The 2020-21 NHL season will look a tad different with newly-aligned divisions and a 56-game schedule.
But one thing that won’t change is the fact that the league will have its sleeper and dark horse teams to watch out for.
The NHL realigned its divisions for the 56-game schedule to reduce travel in an effort to help limit the spread of COVID-19. That could help or hurt a team depending on how much their division was switched up.
Fans saw some surprise teams reach the playoffs over the summer in the Toronto and Edmonton bubbles, and that may have foreshadowed what’s to come when the new season begins Jan. 13.
Here are four sleeper/dark horse teams for the 2020-21 season:
The new division alignment may help the Predators en route to a Central Division title, but it certainly won’t be easy.
For starters, both the Dallas Stars and Tampa Bay Lightning — the two teams to reach the Stanley Cup Final last year — are in the division with Nashville. The Preds also haven’t had much luck since making it to the Stanley Cup Final in 2017, so it’s not exactly easy to take them as serious contenders this year.
Still, if Roman Josi, Ryan Johansen and Matt Duchene can overcome last seasons struggles, along with the defensive additions of Mark Borowiecki and Matt Benning, Nashville should be in pretty good shape for the season.
The Oilers have their work cut out for them, especially after being eliminated in the qualifying round by the Chicago Blackhawks, But there’s a lot to be positive about.
Connor McDavid and Leon Draisaitl, though incredibly gifted players, cannot carry the team by themselves, but Edmonton did add depth this offseason.
Signing Tyson Barrie was a sneaky good move by the Oilers, and one that may be looked over due to his performance with the Toronto Maple Leafs last year. Barrie’s contract is low-risk, high-reward for Edmonton, and if the defenseman can get back to the way he played with the Colorado Avalanche — amassing over 50 points on three occasions and 49 in one — then opponents will need to watch out.
They’re not a perfect team by any means, but the Oilers have a chance to win the North division and make a run in the playoffs.
It only was in 2018 that Winnipeg seemed poised to do great things after advancing to the Western Conference Finals.
But, as they say, a lot can change in a year. Or in the Jets’ case, two years, and they have left their fans disappointed for two straight seasons. They were one of the teams to get to the NHL bubble, but lost to the Calgary Flames in the play-in round.

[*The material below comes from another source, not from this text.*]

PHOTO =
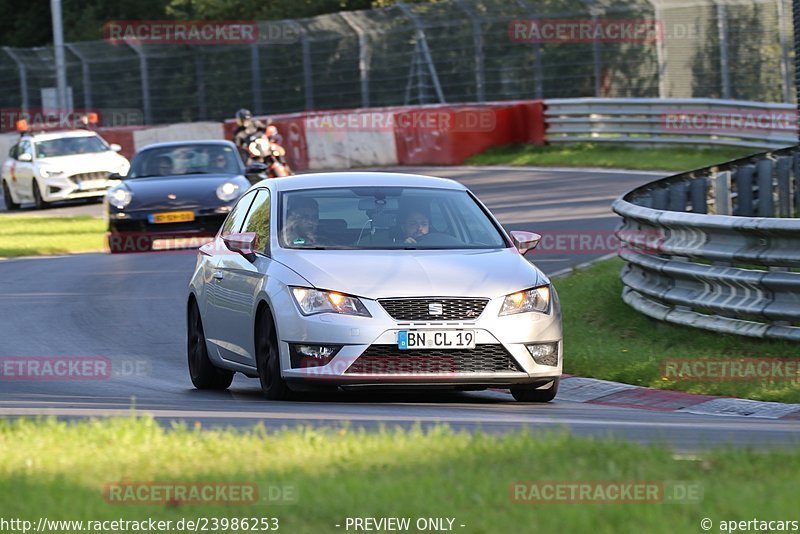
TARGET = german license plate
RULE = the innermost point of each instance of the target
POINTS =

But if Connor Hellebuyck can mirror his Vezina Trophy-winning season from last year, it may help cover up what Winnipeg lacks on defense. Sure, it certainly cannot rely on Hellebuyck to carry the team by himself, but the Jets’ offense is strong with Patrik Laine, leading scorers Kyle Connor and Mark Scheifele, Paul Stastny, Blake Wheeler and Nikolaj Ehlers.
The path won’t be easy, especially playing against the Maple Leafs and Oilers 16 times throughout the season, but the path is there, and the Jets do have the NHL’s reigning Vezina winner.

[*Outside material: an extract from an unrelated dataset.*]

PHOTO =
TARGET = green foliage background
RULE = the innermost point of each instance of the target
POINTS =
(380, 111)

Have the Canucks finally turned a corner?
It certainly seems that way after stunning the St. Louis Blues in August and knocking the 2018-19 defending Stanley Cup champions out of the playoffs before pushing the Vegas Golden Knights to seven games. Vancouver also boasts a young core that could be the beginning to open a Stanley Cup window.
Elias Pettersson has become an elite center, Quinn Hughes was the defenseman the team needed, while Vancouver also boasts Bo Horvat and Brock Boeser. Couple that with Tanner Pearson, Jake Virtanen and Adam Gaudette on offense, and Alex Edler Chris Tanev, and Troy Stecher on defense, and you have yourself a potential threat to the league.
The Canucks don’t have a ton of cap flexibility, but it should be enough for a little more depth to help them in the Stanley Cup Playoffs.